Si lo rompes lo pagas
Los responsables de OpenAI se han dado cuenta del problema que ellos mismos han creado: los textos escritos por un sistema de inteligencia artificial como ChatGPT plantean ventajas importantes, pero también riesgos. Lo hemos visto en el sector de la educación, donde esta herramienta plantea el fin de los deberes.
En OpenAI reconocen ese problema y de hecho en el anuncio oficial de la herramienta de detección (su "clasificador de IA") dedicaban un apartado específico al "impacto para educadores", destacando el debate que ChatGPT ha impulsado entre este colectivo. Dan una serie de consideraciones especiales para los educadores, pero recuerdan que además que tanto este clasificador como otras herramientas similares tendrán impacto en "periodistas, investigadores de información falsa, y otros grupos".
Será interesante ver cómo mejora la precisión de estas herramientas, pero con contenidos de todo tipo cada vez más difíciles de distinguir de los creados por el ser humano, la tarea parece enormemente compleja. Adobe presumía de poder identificar deepfakes en 2022, y Facebook también iba a invertir en ello, pero la vieja técnica de fijarse en los ojos ya no parece tan relevante.
Con el texto ocurre lo mismo: a la propuesta de OpenAI se le suma ahora DetectGPT, orientada a detectar trabajos académicos escritos con ChatGPT. Hay propuestas interesantes como la de insertar marcas de agua ("watermarks") invisibles en textos generados por inteligencia artificial, y uno de los creadores de OpenAI está trabajando precisamente en esa opción.

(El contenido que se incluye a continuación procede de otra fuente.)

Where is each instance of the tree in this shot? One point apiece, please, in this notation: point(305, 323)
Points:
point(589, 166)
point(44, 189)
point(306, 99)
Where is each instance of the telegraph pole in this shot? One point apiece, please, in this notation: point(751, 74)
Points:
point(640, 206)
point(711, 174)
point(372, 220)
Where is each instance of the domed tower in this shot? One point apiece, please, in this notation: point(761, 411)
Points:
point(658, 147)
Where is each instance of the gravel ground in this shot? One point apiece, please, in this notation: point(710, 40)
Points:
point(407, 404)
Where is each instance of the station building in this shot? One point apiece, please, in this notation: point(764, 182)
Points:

Esas herramientas de detección, como la que propone OpenAI, seguirán avanzando, sin duda. El problema es que también lo harán los motores de inteligencia artificial generativa, que cada vez son "más humanos".
Aquí de nuevo las soluciones parecen difícil, y la regulación —que suele ir con bastante retraso— debería comenzar a ponerse en forma rápidamente. Las soluciones parecen complejas y esquivas —multas, obligar a etiquetar contenidos generados por IA—, y es aún pronto para saber hasta dónde puede llegar el fenómeno. Esperemos lo mejor y preparémonos para lo peor.